Solution: I widened the assumed viewing angle to 100 degrees. This means I’ll be rendering (or attempting to render) a lot of extraneous crap just to catch a few difficult objects. If I’m still having speed problems later, this is one thing I can revisit and try to improve.
2) Doing these calculations on a 2D plane is fast, but it assumes you’re looking straight ahead, level. Tilting the view downward will bring nearby red regions into view. As I look down and pan left and right I can see buildings popping in and out of view. That wouldn’t be bad, except that looking down on the city is pretty much the entire point of the project.
Solution: I mark all adjacent regions visible. No big deal. It’s only a few dozen objects. Doing the math to truly sort this stuff out wouldn’t be worth it. I doubt I could even measure the performance improvement from a dozen stragglers.
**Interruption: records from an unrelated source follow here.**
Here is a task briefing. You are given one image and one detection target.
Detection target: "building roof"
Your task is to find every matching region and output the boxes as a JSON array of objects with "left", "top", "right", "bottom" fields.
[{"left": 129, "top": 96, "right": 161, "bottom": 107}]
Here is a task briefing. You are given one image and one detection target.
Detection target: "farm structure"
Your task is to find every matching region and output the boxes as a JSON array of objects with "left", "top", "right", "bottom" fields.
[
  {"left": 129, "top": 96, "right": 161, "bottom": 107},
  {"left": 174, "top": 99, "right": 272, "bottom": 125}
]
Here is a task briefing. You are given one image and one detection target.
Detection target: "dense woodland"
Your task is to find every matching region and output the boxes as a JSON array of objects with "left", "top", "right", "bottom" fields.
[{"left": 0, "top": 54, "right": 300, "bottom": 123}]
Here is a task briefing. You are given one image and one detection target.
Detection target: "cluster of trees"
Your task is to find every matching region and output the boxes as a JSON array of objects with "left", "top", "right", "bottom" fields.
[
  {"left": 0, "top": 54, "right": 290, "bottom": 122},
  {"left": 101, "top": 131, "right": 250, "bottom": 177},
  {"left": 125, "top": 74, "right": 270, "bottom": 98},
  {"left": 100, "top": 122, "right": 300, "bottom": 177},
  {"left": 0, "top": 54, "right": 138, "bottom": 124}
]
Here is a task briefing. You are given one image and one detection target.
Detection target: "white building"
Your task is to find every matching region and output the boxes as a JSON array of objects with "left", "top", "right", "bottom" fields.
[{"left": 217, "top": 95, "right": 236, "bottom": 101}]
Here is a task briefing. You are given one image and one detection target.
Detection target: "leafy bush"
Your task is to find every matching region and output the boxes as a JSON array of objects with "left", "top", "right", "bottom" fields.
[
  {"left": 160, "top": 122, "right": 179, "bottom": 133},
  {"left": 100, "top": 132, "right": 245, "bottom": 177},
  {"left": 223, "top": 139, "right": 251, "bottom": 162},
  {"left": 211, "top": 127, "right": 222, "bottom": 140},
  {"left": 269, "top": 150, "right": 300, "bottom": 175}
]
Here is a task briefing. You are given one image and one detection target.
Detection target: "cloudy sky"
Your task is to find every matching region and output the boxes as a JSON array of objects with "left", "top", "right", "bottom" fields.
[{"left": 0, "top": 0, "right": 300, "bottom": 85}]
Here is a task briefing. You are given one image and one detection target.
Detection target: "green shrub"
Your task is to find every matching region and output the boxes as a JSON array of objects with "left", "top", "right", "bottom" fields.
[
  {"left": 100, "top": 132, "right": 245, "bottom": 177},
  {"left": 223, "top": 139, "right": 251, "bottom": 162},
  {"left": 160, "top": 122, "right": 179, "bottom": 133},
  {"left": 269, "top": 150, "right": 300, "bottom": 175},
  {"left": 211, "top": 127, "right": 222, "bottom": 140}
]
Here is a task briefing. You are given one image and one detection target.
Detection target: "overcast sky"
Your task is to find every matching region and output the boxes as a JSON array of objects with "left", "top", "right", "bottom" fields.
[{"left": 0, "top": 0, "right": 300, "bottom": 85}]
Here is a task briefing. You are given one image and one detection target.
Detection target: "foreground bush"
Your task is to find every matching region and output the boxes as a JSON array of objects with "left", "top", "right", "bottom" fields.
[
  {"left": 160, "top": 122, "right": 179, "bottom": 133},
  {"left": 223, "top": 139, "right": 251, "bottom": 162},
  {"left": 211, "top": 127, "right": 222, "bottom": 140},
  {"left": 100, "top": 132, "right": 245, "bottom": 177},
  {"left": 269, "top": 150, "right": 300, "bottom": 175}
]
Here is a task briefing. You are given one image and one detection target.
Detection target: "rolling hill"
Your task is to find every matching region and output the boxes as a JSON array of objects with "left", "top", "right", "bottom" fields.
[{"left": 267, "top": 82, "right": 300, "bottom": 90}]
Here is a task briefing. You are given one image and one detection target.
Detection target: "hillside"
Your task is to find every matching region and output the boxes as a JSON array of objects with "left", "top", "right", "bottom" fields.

3) I’m drawing a lot of extra buildings. As soon as the corner of a region enters view, everything in that region gets drawn. I can make the regions smaller, and thus more accurate. This would cull out a lot of stuff that’s still way out of view, at the expense of giving me more angle checks to perform. Right now the world is divided into a grid of 16×16 regions, for a total of 256. If I made the world (say) 32×32 regions, I’d have 1,024 checks to do. I’d have twice the accuracy at the expense of doing four times as many calculations. I could also move to a 8×8 grid and do one-fourth of the calculations, at the expense of having even more overdraw. Hm.
This is a fiendish one, because the sweet spot – the optimal spot – is somewhere in the middle. A 2×2 grid would be worthless and cull no objects. A 128×128 grid would require 16,384 angle checks, which is actually greater than the number of objects in the scene. That’s worse than doing the angle check on each and every building individually. I want the region size to be big enough that every region will contain more than one building, but not so big that I’ll be attempting to render a lot of off-to-the-side stuff. (Note also that this interacts with the texture-sorting I talked about last time. If I’m rendering by region, I can no longer render all of the same-textured objects together. Smaller regions mean more texture switching. Sorting them before each rendering pass would fix this by having the CPU spend a lot more effort in order to save the GPU a little effort, which is the very opposite of what I want to do.)
Solution: Lots of tests later, and it is apparent that my initial choice of a 16×16 grid was already the optimal one. There are reasons why the optimal setting might be different on a different machine. I must not think about this or it will drive me crazy.
So far, I’ve worked the framerate up to 130-ish. I’ve technically met my goal, although framerate is still under 100 when the bloom effect is turned on.
I’m sure I can do better than that. I still have another round of optimizations to make. Ideally, I’d like to get it working so that it’s running at over 100fps even when bloom is on. We’ll see how the next round of changes go.
I’m sure some people will notice that I re-worked the sky to be a single gradient, added some simple radio towers on top of buildings, and added some other bits of sparkle power. None of it is set in stone. These were just experimental visual changes I made over the weekend and not related to any of this optimization work. I’ll have time to fuss with that stuff once I have the rendering working smoothly.